Ada warga yang bercerita, jika pelaku , yang juga warga Desa Kalijaten Kecamatan Taman itu, pernah menjalani perawatan di Rumah Sakit Jiwa (RSJ). Selain itu, dikabarkan, jika pelaku juga pernah menganiaya korban. Namun kala itu, terjadi perdamaian antarkedua pihak. “Kami akan dalami informasi yang berkembang tersebut,” cetus Kapolsek Taman Kompol Edy Siswanto, Minggu (8/6/2014) petang.
Menurut Kompol Edy, kini pihaknya tengah berkonsentrasi memburu keberadaan pelaku yang kabur usai kejadian. “Anggota masih di lapangan untuk mengejar pelaku,” cetusnya. Soal motif kejadian, polisi masih menunggu hasil pemeriksaan terhadap saksi-saksi. Saat ini polisi masih mengumpulkan informasi terkait kronologis kejadian tersebut.
Sebelumnya diberitakan, Muhammad Munif (42), warga Desa Kalijaten RT 6/RW 1 Kecamatan Taman, Sidoarjo, tewas bersimbah darah usai tubuhnya terkena tusukan pisau yang dibawa Didik (35), warga desa setempat, di Masjid Annur, di Desa setempat, Minggu (8/6/2014) siang.

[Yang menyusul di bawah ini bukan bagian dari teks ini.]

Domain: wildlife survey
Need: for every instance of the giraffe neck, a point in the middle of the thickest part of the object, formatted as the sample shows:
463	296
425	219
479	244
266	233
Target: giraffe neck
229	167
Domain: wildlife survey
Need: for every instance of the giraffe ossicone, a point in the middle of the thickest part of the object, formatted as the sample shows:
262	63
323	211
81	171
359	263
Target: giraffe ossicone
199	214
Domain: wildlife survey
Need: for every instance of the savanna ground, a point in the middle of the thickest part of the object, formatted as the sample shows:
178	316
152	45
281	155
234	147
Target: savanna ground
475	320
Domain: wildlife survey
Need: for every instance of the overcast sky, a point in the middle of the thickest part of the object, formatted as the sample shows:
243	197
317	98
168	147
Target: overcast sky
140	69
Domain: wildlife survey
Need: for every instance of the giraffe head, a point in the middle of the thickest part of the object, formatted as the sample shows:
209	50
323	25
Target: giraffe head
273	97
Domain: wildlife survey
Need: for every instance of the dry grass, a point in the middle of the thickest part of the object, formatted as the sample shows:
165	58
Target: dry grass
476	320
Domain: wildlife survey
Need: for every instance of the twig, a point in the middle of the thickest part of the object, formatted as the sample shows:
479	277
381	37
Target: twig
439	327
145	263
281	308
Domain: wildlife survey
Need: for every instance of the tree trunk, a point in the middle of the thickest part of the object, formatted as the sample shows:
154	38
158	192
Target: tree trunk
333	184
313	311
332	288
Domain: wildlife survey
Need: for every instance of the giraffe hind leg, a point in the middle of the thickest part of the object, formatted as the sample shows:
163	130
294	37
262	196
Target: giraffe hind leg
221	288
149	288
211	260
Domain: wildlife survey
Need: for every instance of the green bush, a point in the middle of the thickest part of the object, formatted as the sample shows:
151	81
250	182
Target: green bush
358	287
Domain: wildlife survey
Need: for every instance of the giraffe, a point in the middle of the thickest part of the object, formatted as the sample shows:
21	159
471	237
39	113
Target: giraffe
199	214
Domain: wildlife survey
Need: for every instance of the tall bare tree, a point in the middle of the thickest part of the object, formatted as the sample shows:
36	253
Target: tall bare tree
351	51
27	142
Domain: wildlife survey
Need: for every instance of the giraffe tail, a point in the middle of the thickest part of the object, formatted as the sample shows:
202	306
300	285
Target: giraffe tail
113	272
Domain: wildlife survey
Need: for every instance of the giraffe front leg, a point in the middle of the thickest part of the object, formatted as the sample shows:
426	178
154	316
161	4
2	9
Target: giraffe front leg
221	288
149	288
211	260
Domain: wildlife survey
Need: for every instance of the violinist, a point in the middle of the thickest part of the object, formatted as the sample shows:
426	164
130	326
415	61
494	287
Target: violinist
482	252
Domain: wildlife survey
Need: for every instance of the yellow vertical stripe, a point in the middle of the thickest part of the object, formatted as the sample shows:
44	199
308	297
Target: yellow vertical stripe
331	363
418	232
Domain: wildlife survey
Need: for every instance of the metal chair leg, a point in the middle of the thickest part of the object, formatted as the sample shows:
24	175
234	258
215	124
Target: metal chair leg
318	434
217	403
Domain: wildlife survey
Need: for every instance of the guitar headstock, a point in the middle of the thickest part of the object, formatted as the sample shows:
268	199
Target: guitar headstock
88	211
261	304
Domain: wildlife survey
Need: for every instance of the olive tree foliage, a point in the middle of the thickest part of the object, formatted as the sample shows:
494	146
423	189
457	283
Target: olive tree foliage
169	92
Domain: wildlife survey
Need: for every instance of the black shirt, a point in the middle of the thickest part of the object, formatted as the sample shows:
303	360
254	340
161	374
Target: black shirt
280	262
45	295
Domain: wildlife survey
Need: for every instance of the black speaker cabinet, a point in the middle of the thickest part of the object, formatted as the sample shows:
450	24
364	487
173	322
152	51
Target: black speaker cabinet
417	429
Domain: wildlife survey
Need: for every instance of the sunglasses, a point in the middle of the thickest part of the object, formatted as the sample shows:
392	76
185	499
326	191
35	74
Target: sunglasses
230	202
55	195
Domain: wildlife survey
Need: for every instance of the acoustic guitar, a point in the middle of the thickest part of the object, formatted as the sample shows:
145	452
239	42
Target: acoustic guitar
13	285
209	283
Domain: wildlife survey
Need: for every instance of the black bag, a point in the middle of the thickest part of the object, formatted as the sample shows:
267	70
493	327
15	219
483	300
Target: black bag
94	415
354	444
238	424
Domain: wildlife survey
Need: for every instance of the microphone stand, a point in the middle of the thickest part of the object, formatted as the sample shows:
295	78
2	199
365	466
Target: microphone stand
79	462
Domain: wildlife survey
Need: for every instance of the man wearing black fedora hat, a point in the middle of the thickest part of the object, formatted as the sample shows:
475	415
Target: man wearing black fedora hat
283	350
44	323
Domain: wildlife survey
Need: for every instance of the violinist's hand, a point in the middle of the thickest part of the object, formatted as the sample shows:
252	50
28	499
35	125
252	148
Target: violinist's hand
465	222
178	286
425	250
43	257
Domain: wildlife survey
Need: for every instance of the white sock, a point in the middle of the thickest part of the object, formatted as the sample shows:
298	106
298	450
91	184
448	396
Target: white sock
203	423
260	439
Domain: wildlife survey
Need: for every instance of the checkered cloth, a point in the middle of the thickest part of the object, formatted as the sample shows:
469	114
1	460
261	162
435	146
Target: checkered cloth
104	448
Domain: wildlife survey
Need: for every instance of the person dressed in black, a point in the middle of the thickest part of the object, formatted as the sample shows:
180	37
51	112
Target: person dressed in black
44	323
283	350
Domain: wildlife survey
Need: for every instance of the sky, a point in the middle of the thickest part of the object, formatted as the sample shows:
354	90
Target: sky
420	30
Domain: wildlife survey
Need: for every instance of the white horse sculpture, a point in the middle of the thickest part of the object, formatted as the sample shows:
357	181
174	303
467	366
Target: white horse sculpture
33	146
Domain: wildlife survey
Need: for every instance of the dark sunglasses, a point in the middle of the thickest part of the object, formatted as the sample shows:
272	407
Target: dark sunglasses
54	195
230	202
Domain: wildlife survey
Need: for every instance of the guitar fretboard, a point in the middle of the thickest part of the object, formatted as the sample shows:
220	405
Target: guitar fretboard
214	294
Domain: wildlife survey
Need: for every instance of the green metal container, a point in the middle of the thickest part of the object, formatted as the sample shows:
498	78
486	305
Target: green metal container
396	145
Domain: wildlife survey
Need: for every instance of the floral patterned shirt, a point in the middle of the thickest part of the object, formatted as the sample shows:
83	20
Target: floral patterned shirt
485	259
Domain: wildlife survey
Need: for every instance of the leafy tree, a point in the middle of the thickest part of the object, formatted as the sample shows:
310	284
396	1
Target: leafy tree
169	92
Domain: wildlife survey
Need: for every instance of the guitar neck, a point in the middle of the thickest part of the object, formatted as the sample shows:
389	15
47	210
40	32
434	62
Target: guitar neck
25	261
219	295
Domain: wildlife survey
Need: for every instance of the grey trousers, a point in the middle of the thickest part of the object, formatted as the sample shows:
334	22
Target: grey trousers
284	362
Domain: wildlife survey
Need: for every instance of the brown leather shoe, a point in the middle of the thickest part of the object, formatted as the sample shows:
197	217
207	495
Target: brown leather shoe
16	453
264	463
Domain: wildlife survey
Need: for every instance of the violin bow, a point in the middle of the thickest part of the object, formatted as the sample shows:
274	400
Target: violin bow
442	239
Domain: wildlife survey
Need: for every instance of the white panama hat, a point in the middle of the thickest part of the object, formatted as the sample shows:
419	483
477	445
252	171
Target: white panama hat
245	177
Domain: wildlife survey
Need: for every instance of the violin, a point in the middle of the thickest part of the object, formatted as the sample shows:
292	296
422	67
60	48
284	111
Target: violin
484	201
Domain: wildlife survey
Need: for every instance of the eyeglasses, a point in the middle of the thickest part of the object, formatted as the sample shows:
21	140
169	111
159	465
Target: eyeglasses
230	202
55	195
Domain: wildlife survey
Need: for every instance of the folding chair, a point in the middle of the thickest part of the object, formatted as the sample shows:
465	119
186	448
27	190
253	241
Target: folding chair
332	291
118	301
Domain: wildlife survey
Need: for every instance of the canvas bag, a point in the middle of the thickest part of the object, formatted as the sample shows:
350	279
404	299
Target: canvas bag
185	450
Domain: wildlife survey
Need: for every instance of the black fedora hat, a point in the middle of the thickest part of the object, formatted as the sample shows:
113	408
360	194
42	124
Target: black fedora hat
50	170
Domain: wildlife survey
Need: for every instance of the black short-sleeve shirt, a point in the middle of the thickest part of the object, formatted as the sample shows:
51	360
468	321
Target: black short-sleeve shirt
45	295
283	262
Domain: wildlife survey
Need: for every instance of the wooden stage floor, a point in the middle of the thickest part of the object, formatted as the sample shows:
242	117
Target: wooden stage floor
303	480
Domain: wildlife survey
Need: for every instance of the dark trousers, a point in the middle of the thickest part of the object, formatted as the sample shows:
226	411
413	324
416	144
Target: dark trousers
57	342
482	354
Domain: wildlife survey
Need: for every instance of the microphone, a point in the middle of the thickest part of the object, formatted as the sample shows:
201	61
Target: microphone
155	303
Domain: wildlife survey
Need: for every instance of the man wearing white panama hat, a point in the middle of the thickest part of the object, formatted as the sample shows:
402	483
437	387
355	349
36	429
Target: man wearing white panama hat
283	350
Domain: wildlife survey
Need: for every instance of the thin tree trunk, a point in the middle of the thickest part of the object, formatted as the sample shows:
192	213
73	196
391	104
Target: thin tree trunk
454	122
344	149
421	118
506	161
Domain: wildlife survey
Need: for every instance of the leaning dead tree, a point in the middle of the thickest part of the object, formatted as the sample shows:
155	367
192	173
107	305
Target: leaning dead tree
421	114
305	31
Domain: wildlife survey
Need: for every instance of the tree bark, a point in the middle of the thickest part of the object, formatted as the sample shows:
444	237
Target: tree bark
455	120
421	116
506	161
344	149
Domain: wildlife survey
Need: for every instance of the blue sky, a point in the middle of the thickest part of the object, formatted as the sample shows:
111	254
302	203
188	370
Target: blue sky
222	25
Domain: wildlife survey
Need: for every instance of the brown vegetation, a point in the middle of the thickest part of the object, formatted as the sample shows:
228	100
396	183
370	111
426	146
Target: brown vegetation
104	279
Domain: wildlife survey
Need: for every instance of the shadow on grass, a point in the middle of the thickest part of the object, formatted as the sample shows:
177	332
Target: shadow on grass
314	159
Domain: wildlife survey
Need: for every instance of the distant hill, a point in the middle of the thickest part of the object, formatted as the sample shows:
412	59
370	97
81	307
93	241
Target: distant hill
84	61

Kejadian itu dialami korban kala tengah menunggu giliran mengaji Al Quran di dalam masjid. Kala itu digelar kegiatan rutin Khataman Al Qur’an, usai salat Dhuhur. Informasi yang dihimpun, saat itu korban yang sehari-hari berjualan nasi goreng (nasgor) itu ikut Khataman Al Quran. Ia tengah menunggu giliran membaca ayat suci Al Qur’an.
Karena tengah menunggu giliran, korban rebahan. Saat itulah, tanpa diduga, Didik tiba-tiba masuk masjid dan mendekati korban. Tanpa bicara, Didik sontak menusukkan sebuah pisau ke arah korban hingga mengenai perut kiri dan kanan korban. Diduga kuat, korban sempat menghindar dan berlari menuju serambi masjid. Namun diduga pelaku terus mengejar korban.
Sejumlah warga yang tengah serius mengaji kaget mengetahui kejadian itu. Mereka lalu berusaha melerai, namun warga tidak berani mendekat, karena pelaku mengancam dengan mengacung-acungkan pisau yang dibawanya ke arah warga lainnya. “Kami tidak berani mendekat, karena dia (pelaku) menodongkan pisau ke warga,” cetus Kafrawi, warga setempat.
Usai menusukkan pisau ke tubuh korban, pelaku bergegas kabur. Warga lalu menolong korban yang bersimbah darah dengan membawanya ke RS Siti Khodijah Sepanjang Taman. Namun nyawa korban tak tertolong, karena terkena tusukan pisau hingga lima kali, dan akhirnya meninggal dunia.